The finale of #HackARIADNA took place on 22nd of November, and we had the pleasure of speaking to the two winning teams: Sense4AIR and Hamba. Both teams will be invited to the Y4PT International Hack 2021, that will take place during the UITP Summit in Melbourne!
The Sense4AIR team consists of four specialists that have been working for years on the subject of air quality. From the Netherlands, we have Marco van Nieuwenhoven, John Heesterbeek, Sander Claassen, and from Italy, we have Massimo Santi.
Can you tell us a bit more about Sense4AIR, and how it uses EGNSS technology?
Sense4AIR is an innovative and affordable answer to reduce exposure to air pollution while traveling. We want to utilise a “sea of sensors” by equipping with sensors different means of public transportation, such as busses, e-scooters, and e-bikes. With this, we can constantly measure air- and noise pollution over a wide area.
For our measurements we need accurate location services to distinguish, for instance, among mixed traffic lanes and bicycle tracks. Galileo satellite technology offers the most accurate location, especially in urban environments. To calibrate the sensors with each other, it is crucial to know the exact location of the sensors.

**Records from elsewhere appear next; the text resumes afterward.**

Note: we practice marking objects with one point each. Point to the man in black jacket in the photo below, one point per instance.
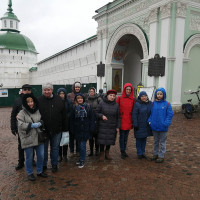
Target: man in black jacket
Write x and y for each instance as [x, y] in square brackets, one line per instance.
[53, 114]
[26, 89]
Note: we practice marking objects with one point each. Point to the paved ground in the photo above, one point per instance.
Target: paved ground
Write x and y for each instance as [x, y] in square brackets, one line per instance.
[177, 178]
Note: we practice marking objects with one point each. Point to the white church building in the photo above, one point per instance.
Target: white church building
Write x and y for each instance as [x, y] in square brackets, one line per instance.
[129, 35]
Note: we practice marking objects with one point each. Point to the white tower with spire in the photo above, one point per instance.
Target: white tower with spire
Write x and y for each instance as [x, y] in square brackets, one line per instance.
[17, 52]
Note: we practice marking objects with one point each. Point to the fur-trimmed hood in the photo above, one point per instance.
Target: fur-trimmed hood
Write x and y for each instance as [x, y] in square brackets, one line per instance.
[25, 105]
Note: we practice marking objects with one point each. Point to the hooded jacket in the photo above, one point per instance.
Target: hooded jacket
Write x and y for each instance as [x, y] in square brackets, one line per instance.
[161, 113]
[107, 129]
[140, 115]
[72, 95]
[126, 104]
[68, 106]
[28, 136]
[82, 120]
[53, 114]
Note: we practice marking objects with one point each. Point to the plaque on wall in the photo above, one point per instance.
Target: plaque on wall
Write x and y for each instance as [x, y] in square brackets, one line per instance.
[101, 70]
[156, 66]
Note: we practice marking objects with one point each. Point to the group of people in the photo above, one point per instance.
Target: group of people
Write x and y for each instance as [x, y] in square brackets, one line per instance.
[97, 118]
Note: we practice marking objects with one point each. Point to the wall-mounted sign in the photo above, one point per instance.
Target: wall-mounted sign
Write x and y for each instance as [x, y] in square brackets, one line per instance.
[3, 93]
[149, 91]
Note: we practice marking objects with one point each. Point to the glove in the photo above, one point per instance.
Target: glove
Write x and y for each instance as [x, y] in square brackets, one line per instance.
[35, 125]
[14, 132]
[136, 128]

Our application enables you to avoid bad air quality ‘hotspots’ and provides you with a route that is as healthy and comfortable as possible.
Where did you get the idea for Sense4AIR?

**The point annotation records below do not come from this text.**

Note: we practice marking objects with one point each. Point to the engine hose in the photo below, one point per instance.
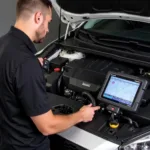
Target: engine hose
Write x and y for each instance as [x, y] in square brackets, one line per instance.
[90, 97]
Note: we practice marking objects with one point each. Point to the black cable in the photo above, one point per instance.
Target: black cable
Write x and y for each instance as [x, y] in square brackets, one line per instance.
[59, 83]
[59, 33]
[91, 98]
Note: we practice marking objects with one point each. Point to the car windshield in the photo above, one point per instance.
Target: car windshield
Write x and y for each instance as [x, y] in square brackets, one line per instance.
[120, 28]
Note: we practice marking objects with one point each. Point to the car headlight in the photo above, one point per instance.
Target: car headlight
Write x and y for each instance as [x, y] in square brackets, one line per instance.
[141, 144]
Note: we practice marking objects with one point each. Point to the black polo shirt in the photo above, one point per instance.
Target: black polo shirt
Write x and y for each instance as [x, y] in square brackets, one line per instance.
[22, 93]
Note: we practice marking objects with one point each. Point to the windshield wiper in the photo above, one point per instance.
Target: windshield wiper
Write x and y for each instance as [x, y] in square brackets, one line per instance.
[113, 42]
[107, 42]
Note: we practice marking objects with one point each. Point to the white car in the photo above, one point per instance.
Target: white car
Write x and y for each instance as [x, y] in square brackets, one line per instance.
[103, 59]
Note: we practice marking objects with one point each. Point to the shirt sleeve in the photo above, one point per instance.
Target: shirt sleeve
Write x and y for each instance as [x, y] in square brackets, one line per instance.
[31, 89]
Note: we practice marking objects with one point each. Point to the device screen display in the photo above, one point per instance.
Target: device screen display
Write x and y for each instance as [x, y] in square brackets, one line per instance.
[121, 90]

The inspiration for the project was a dedicated road sign in the city of Eindhoven, which warns of air pollution. This made us aware there is a community that is interested in having better air quality. The bad quality of air claims millions of lives each year – wouldn’t it be nice to combat this problem?
How did your participation to HackARIADNA advance Sense4AIR?
Participating in the Hackathon enabled us to make a big next step in our Sense4AIR project. Our mentors helped us overcome the challenges we were facing. In Melbourne, we hope to find partners who can help us to realise our ideas on a global scale.
The second winning team, called Hamba, is based in Johannesburg (South Africa). We spoke to Kartik Mistry, the co-founder and CEO of Hamba.
Can you tell us a bit about Hamba and what got the idea started?
Hamba started with the belief that we can change the way we move through a city. The red, the green and the amber lights we have been long accustomed to in traffic lights, should not control the flow of traffic, the traffic should control the lights.
Therefore, Hamba looks at dynamically changing traffic lights, using real-time data from multiple data sources that influences the way we move (vehicle, weather, map, etc.).
This has proven to reduce traffic travel time by 27%, which has a direct result of reducing carbon emission by 26%.
How does Hamba integrate EGNSS technology?
It all begins with data and for us, Galileo (a EGNSS technology) would play a vital role as an independent, reliable, accurate data source which is the backbone of our AI (Artificial Intelligence) technology. It would ensure smart cities around the world can trust and benefit from an impartial, secure global data partner and contribute to a safer, healthier and more sustainable urban ecosystem.
Example of Hamba frontend application made available for cities to manage traffic, public transport priority and policy management
What was your experience participating in the Hackathon?
HackARIADNA was an exciting opportunity to gain exposure to players that are directly involved in the industry, and receive support and feedback for our startup. Developing relationships through HackARIADNA and the participation at the UITP summit has the potential to be a game changer for our emerging business and be a powerful springboard for the technology we have developed.